Background: Hemiparetic stroke survivors often exhibit profound weakness in the digits of the paretic hand, but the relative contribution of potential biomechanical and neurological impairment mechanisms is not known. Establishing sources of impairment would help in guiding treatment.
Objective: The present study sought to quantify the role of diminished capacity to voluntarily active finger flexor and extensor muscles as one possible neurological mechanism.
Methods: Two groups of stroke survivors with “severe” (N = 9) or “moderate” (N = 9) hand impairment and one group of neurologically intact individuals (N = 9) participated. Subjects were asked to create isometric flexion force and extension force, respectively, with the tip of the middle finger. The maximum voluntary force (MVF) and the maximum stimulated force (MSF) produced by an applied train of electrical current pulses (MSF) were recorded for flexion and extension. Percent voluntary activation (PVA) was computed from MVF and MSF.

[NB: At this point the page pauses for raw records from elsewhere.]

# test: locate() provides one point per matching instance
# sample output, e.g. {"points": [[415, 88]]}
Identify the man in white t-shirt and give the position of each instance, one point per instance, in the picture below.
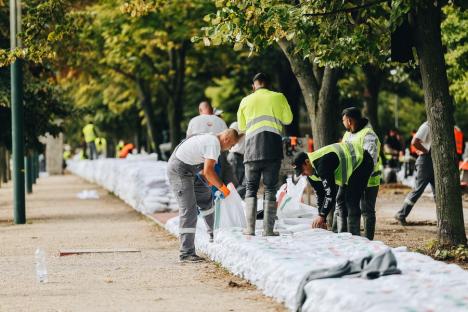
{"points": [[199, 153], [424, 171], [206, 122], [235, 159]]}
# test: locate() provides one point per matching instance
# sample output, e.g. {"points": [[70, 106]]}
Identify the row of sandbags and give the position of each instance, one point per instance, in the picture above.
{"points": [[139, 181], [278, 265]]}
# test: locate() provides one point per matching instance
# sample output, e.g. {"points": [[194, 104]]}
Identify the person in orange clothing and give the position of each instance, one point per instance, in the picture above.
{"points": [[459, 142], [127, 149]]}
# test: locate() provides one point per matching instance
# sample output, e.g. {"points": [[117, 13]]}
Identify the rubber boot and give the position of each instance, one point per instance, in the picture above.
{"points": [[354, 225], [269, 217], [250, 215], [369, 227], [341, 223]]}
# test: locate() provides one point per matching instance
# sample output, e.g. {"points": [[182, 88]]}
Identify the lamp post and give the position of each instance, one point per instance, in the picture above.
{"points": [[17, 118]]}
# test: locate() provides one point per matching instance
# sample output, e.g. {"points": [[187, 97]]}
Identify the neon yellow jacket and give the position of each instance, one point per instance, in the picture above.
{"points": [[350, 156], [89, 133], [358, 138], [261, 116]]}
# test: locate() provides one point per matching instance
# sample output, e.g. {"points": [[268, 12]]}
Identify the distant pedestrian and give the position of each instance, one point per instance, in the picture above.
{"points": [[89, 132], [422, 142]]}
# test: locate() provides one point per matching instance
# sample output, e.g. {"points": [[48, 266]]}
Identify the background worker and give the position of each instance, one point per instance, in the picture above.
{"points": [[459, 142], [192, 155], [101, 147], [359, 131], [206, 122], [339, 164], [261, 116], [89, 132], [422, 141], [236, 160], [393, 148]]}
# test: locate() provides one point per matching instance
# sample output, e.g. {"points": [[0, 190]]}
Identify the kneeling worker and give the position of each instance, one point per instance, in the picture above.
{"points": [[199, 152], [336, 165]]}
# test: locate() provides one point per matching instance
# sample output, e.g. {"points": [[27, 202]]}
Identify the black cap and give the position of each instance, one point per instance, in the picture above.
{"points": [[298, 161], [352, 112], [262, 77]]}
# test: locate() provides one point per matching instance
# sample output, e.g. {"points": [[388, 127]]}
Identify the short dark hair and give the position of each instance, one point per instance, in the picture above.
{"points": [[298, 161], [262, 77], [352, 112]]}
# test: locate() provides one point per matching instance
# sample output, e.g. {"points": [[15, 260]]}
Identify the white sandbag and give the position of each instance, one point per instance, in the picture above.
{"points": [[229, 211], [289, 199]]}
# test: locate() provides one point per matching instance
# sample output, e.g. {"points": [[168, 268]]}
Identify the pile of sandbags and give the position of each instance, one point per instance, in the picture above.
{"points": [[277, 265]]}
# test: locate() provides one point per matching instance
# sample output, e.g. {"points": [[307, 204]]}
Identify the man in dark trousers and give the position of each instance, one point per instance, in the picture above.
{"points": [[339, 164], [359, 131], [261, 116], [424, 171]]}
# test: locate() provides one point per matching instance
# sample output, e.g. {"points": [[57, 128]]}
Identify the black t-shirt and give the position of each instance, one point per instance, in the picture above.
{"points": [[326, 189]]}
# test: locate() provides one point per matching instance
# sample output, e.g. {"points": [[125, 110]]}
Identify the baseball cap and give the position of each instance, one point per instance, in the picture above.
{"points": [[298, 161], [352, 112]]}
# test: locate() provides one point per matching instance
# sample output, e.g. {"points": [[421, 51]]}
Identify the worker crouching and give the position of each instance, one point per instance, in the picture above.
{"points": [[336, 165], [195, 155]]}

Results: Significant deficits in both MVF and PVA were observed for stroke subjects compared to control subjects. For example, activation deficits were >80% for extensor digitorum communis (EDC) for the “severe” group. Maximum voluntary force and PVA deficits were greater for EDC than for flexor digitorum superficialis (FDS) for stroke subjects with severe impairment. Maximum voluntary force and PVA correlated significantly for stroke subjects but not for control subjects.
Conclusions: Although extrinsic finger muscles could be successfully recruited electrically, voluntary excitation of these muscles was substantially limited in stroke survivors. Thus, finger weakness after stroke results predominantly from the inability to fully activate the muscle voluntarily.